Gewalt, Krieg und Terror zwingen Menschen aus ihren Ländern zu fliehen, mit der Hoffnung, im jeweiligen Migrationsland ein neues, besseres Leben führen zu können. In ihrer Serie »Stateless« portraitiert Chiara Wettmann Menschen im Libanon, die entweder Geflüchtete aus dem Irak oder Syrien sind oder aufgrund der familiären Situation keine Ausweisdokumente (mehr) besitzen und somit als staatenlos gelten. Grundlegende Rechte oder ein gesetzlicher Schutz wird diesen Menschen nicht zugestanden.

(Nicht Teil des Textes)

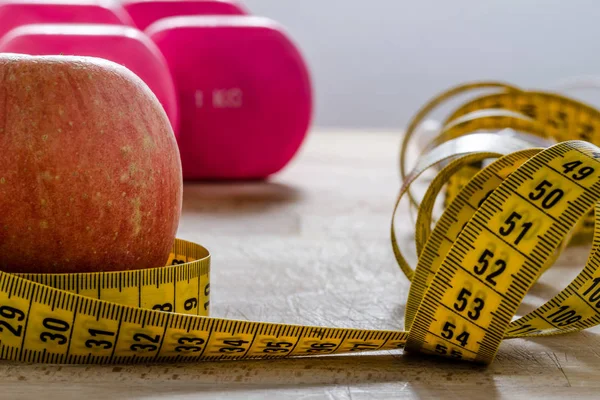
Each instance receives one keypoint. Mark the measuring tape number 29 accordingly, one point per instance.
(510, 208)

Aus der Serie »Stateless«: Marouh (21) ist Palästinenserin. Sie darf mit ihrer blauen ID-Karte für Palästinenser*inner studieren. Es wird jedoch schwierig für sie sein, anschließend eine Arbeit zu finden. Palästinenser*innen haben in Libanon nur eine begrenzte Arbeitserlaubnis. Foto: Chiara Wettmann
Aus der Serie »Stateless«: Marouh (21) ist Palästinenserin. Sie darf mit ihrer blauen ID-Karte für Palästinenser*inner studieren. Es wird jedoch schwierig für sie sein, anschließend eine Arbeit zu finden. Palästinenser*innen haben in Libanon nur eine begrenzte Arbeitserlaubnis. Foto: Chiara Wettmann

In seinem Langzeitprojekt »053kids« über Jugendliche in Duisburg thematisiert Toby Binder die komplexen Problematiken sozialer Ungerechtigkeit innerhalb von Familien mit Migrationshintergrund. Ihre Identifikation und Zugehörigkeit finden die Jugendlichen, die weder oft das Heimatland ihrer Eltern kennen noch sich in Deutschland akzeptiert fühlen, mit dem Nutzen der Ziffern 053 – der Postleitzahl von Duisburg-Hochfeld. »Es ist der einzige Ort, dem sie sich wirklich zugehörig fühlen. Das sind die 053kids.«

Als Außenseiterin möchte die Jugendliche Mila nicht mehr gesehen werden. In der gleichnamigen Serie begleitet Mitar Simikić die Tochter einer Familie aus Bosnien und Herzegowina, die aus der Familientradition des Müllsammelns und -wiederverkaufens ausbrechen und ein anderes Leben führen möchte.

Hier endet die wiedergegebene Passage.